In Dial M for Murder, Hitchcock shoots an entire film on one set. In Rope, he not only just uses one set, he also experiments with long takes…using only 5 or 6 takes to complete a full-length feature. Where did he get these ideas from…? Well, in 1944, four years before Rope and ten years before Dial M For Murder, there was Lifeboat. Based on a John Steinbeck story, this film takes place IN A BOAT at sea. A ship has gone done (it happens before the movie even begins) and we see Tallulah Bankhead in a small-ish dingy, adrift. As the film progresses, more and more people find their way to the lifeboat, including a German, who might or might not be captain of the ship that bombed the American ship, sinking it. For an hour and a half, this film deals with the way these people all get together and relate with each other and the impending doom they face if not rescued. A well done, thought provoking film…that is more drama than thriller, but tense enough to be something from The Master of Suspense.

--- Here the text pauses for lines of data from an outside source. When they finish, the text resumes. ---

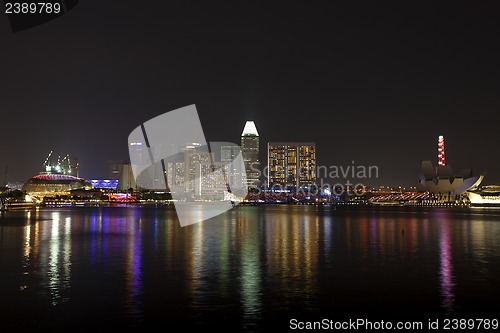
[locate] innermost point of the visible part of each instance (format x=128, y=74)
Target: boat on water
x=488, y=195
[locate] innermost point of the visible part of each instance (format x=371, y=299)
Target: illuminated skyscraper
x=441, y=156
x=250, y=152
x=291, y=164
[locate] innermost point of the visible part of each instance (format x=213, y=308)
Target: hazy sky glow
x=372, y=82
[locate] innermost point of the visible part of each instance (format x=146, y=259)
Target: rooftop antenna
x=5, y=176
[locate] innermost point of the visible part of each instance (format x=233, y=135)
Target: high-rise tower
x=250, y=153
x=441, y=156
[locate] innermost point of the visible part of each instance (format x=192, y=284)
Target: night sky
x=373, y=82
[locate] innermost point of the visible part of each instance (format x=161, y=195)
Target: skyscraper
x=234, y=174
x=250, y=152
x=291, y=164
x=441, y=156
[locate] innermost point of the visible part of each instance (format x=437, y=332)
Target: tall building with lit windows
x=250, y=153
x=291, y=164
x=441, y=156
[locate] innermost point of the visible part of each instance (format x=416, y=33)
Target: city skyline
x=366, y=83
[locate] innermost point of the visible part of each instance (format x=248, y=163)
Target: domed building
x=443, y=181
x=52, y=184
x=57, y=179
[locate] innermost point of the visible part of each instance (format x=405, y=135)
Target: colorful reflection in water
x=247, y=268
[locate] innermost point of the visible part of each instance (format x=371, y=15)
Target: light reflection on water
x=249, y=266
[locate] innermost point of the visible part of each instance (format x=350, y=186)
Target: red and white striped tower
x=441, y=157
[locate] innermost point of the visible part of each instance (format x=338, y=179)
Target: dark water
x=250, y=269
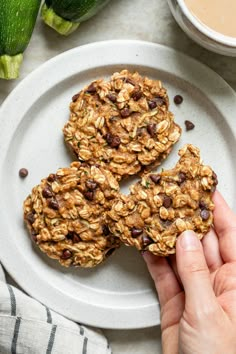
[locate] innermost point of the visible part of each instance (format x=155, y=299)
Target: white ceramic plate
x=118, y=293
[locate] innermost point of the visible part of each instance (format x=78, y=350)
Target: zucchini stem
x=10, y=66
x=58, y=23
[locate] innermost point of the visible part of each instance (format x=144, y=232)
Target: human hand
x=197, y=289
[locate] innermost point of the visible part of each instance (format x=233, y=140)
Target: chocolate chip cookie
x=123, y=124
x=161, y=206
x=65, y=215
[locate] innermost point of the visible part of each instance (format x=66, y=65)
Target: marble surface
x=145, y=20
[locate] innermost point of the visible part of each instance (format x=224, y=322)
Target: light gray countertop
x=148, y=20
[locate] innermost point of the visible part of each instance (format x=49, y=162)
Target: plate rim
x=122, y=320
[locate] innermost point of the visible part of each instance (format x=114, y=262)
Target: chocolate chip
x=135, y=231
x=75, y=97
x=89, y=195
x=178, y=99
x=151, y=128
x=109, y=138
x=30, y=218
x=66, y=254
x=159, y=101
x=137, y=95
x=113, y=140
x=152, y=104
x=51, y=177
x=167, y=202
x=202, y=205
x=214, y=176
x=139, y=131
x=34, y=236
x=189, y=125
x=91, y=89
x=23, y=172
x=74, y=237
x=130, y=81
x=113, y=119
x=91, y=185
x=182, y=177
x=213, y=188
x=125, y=112
x=105, y=230
x=53, y=204
x=205, y=214
x=155, y=178
x=110, y=252
x=146, y=240
x=47, y=192
x=111, y=97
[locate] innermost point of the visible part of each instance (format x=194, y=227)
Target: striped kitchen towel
x=29, y=327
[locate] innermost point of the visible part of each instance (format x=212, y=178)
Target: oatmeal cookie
x=161, y=206
x=123, y=124
x=65, y=215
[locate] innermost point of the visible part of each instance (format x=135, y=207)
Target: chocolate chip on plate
x=91, y=89
x=182, y=177
x=111, y=97
x=89, y=195
x=113, y=140
x=151, y=128
x=125, y=112
x=47, y=192
x=167, y=201
x=91, y=184
x=202, y=205
x=23, y=172
x=53, y=204
x=152, y=104
x=66, y=254
x=155, y=178
x=189, y=125
x=30, y=218
x=135, y=231
x=137, y=95
x=178, y=99
x=146, y=240
x=75, y=97
x=105, y=230
x=205, y=214
x=51, y=177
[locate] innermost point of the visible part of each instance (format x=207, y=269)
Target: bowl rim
x=207, y=31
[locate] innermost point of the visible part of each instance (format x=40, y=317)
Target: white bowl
x=199, y=32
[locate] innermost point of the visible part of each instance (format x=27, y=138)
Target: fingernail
x=189, y=241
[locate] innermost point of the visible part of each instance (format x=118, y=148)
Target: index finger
x=225, y=227
x=166, y=283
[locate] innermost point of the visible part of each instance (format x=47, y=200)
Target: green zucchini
x=17, y=21
x=65, y=15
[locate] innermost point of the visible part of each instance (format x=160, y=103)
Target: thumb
x=193, y=271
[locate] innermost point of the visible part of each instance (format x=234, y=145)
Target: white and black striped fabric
x=29, y=327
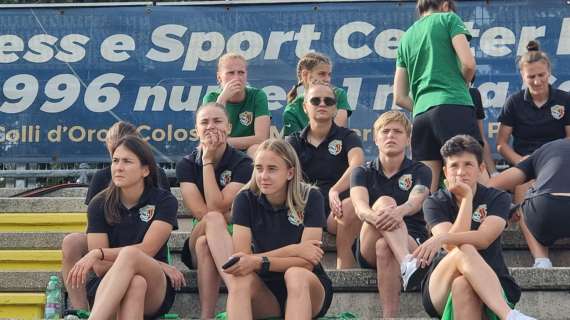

I think the main problem I have with The Birds is Tippi Hedren. I honestly don’t think she works in this movie. I think she evolves some and is better in her second Hitchcock film, Marnie, but here, she’s stiff and very unnatural. Hitchcock apparently saw her in a TV commercial and, in his quest to find a perfect replacement for his favorite leading lady, Grace Kelly, thought Tippi would fit the bill. Really, Mr. Hitchcock? Tippi couldn’t even polish Princess Grace’s shoes in The Birds. Oh well, what’s done is done. Tippi plays a spoiled San Francisco woman who meets an attractive man by happenstance and ends up following him to his mother’s home on the Northern coast of California. Shortly after she arrives, local birds begin to congregate and behave strangely. Eventually, this strange behavior turns into an all-out war, with all types of birds attacking the humans. For suspense, this one is top notch. But, between Tippi’s “off” performance and the dated look of some of the bird scenes (in 1963, the technology Hitchcock used was cutting edge), this one is not one of my favorites in Hitchcock’s long list of classics. But, I still love it.